Depois, destacou como pertença à alma da Europa “a criatividade, o engenho, a capacidade de se levantar e sair dos seus limites”. Assim, após “anos de trágicos confrontos” cujo ápice foi a “guerra mais terrível de que se tem memória”, surgiu um movimento inédito: a construção duma nova Europa. Com efeito, “as cinzas dos escombros” não extinguiram a esperança e a busca do outro que ardiam no coração dos Pais fundadores do projeto europeu”. Os Estados uniram-se, “não por imposição, mas por livre escolha do bem comum, renunciando para sempre a guerrear-se”. Porém, depois de esta família de povos se ter “louvavelmente ampliado”, sente-se agora que “aquela atmosfera de novidade e aquele desejo ardente de construir a unidade aparecem sempre mais amortecidos”. Não obstante, o Pontífice mostra-se convicto de que “a resignação e o cansaço não pertencem à alma da Europa e que as próprias “dificuldades podem revelar-se fortemente promotoras de unidade”.
E, tendo recordado algumas das interrogações que lançara sobre o devir europeu no discurso que fez ao seu Parlamento, não deixou agora de também interrogar a Europa:
Que te sucedeu, Europa humanista, paladina dos direitos humanos, da democracia e da liberdade? Que te sucedeu, Europa terra de poetas, filósofos, artistas, músicos, escritores? Que te sucedeu, Europa mãe de povos e nações, mãe de grandes homens e mulheres que souberam defender e dar a vida pela dignidade dos seus irmãos?”

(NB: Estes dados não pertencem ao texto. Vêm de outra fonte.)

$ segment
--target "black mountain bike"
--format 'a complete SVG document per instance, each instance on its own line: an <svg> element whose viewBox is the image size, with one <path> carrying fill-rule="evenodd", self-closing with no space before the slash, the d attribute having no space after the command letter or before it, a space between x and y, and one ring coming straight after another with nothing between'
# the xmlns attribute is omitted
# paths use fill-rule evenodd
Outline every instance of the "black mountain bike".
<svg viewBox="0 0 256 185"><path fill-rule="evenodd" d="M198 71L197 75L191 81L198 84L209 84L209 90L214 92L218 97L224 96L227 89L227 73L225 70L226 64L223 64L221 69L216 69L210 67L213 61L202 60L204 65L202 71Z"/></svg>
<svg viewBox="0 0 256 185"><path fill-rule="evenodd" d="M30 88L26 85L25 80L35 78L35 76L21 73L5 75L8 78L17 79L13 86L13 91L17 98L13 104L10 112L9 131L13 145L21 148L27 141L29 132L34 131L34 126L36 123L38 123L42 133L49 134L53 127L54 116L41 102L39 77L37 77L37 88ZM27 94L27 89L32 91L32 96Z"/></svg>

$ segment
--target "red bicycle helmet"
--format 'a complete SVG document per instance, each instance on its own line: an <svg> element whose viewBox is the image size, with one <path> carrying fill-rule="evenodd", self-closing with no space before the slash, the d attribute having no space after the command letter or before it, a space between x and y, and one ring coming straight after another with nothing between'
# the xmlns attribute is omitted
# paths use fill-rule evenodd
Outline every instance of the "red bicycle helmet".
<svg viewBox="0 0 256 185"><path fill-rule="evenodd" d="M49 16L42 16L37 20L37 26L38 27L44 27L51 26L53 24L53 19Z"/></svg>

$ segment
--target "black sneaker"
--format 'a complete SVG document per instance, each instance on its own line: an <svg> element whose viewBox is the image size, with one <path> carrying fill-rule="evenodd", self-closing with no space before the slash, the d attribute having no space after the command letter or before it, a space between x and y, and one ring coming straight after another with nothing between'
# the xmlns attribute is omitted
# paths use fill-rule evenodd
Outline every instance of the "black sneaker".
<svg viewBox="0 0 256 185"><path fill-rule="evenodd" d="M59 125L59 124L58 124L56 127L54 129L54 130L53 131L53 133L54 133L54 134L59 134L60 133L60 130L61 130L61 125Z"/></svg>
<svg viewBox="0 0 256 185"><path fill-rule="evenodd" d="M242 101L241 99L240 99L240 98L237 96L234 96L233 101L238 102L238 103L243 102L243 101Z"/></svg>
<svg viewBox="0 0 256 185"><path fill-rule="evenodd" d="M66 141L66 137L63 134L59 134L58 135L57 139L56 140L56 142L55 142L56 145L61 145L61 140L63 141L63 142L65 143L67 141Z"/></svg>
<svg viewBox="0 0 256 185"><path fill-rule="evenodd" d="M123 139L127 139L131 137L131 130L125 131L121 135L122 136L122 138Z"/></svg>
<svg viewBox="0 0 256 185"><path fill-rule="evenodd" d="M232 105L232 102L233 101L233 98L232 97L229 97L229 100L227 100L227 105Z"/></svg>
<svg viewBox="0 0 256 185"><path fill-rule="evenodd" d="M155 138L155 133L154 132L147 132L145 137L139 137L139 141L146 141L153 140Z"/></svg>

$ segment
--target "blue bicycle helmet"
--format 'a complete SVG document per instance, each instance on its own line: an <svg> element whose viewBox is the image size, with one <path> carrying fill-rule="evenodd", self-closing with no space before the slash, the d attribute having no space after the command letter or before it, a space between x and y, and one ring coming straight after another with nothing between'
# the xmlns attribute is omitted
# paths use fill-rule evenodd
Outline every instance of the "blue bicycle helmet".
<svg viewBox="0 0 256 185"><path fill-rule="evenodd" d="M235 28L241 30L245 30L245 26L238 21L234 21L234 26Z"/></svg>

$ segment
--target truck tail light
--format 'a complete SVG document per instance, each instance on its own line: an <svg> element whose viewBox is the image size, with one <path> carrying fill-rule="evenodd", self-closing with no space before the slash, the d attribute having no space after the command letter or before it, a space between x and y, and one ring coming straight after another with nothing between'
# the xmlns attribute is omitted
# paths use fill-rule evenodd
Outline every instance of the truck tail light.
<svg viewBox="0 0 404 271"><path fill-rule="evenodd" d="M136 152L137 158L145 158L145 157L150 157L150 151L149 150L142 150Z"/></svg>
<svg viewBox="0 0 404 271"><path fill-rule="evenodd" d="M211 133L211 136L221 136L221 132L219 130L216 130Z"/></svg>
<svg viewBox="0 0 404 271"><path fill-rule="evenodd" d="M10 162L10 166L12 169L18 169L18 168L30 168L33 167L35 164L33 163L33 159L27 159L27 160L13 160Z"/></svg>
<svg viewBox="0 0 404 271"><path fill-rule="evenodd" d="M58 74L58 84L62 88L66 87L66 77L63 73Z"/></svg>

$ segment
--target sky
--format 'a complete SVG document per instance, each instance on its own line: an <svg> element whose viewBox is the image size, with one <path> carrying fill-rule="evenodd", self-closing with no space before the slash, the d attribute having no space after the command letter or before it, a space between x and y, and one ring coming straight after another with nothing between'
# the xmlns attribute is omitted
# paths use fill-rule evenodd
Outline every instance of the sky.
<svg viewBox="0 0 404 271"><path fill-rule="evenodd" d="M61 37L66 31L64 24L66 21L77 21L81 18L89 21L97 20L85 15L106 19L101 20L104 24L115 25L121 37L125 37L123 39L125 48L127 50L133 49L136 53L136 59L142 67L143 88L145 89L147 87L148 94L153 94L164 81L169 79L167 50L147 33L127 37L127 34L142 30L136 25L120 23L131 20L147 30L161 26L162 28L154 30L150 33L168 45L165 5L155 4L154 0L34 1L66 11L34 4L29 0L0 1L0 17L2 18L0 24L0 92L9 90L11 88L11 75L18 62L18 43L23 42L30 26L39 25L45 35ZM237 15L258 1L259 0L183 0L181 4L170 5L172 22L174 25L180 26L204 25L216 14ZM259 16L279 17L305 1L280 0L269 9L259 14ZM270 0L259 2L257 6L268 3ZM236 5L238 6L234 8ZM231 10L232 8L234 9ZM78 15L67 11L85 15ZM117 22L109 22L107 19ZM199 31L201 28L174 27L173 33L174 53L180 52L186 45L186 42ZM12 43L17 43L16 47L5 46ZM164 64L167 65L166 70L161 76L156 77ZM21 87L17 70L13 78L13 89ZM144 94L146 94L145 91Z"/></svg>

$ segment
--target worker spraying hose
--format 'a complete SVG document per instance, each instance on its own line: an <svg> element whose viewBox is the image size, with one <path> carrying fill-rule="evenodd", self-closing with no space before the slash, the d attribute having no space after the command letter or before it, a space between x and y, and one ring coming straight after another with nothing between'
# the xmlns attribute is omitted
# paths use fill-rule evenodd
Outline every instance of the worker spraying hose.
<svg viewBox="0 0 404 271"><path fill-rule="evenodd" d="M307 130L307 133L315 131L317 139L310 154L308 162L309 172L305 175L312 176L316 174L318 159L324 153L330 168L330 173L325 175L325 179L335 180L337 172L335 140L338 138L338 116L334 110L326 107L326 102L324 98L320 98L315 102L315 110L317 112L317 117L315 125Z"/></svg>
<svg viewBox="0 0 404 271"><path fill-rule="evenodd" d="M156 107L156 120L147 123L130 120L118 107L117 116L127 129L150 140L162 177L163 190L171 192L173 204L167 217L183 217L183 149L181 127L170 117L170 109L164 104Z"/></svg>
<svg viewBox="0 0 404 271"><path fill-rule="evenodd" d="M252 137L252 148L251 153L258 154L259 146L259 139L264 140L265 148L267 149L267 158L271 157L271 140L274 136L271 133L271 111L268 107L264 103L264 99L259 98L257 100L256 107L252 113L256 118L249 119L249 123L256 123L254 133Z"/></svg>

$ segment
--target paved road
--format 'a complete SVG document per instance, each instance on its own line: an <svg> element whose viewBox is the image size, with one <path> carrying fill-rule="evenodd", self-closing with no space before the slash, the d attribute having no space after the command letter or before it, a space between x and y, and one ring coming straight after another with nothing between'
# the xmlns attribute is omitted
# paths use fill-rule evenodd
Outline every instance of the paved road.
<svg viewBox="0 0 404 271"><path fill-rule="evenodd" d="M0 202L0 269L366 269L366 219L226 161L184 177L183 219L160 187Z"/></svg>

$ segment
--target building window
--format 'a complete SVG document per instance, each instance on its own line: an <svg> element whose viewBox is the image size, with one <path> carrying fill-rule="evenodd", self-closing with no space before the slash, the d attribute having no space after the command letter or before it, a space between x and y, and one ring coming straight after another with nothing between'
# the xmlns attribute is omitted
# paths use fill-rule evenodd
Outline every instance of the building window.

Evocando o escritor Elie Wiesel, que sustentava a necessidade da realização duma transfusão de memória”, assegurou que a memória não só nos permitirá “evitar cometer os mesmos erros do passado”, mas também nos dará “acesso às conquistas que ajudaram os nossos povos a ultrapassar com êxito as encruzilhadas históricas que iam encontrando”. Assim, segundo o Pontífice, “a transfusão de memória liberta-nos da tendência atual”, tentadora e fascinante, “de forjar à pressa, sobre areias movediças, resultados imediatos” passíveis de “produzir ganhos políticos fáceis, rápidos e efémeros, mas que não constroem a plenitude humana”.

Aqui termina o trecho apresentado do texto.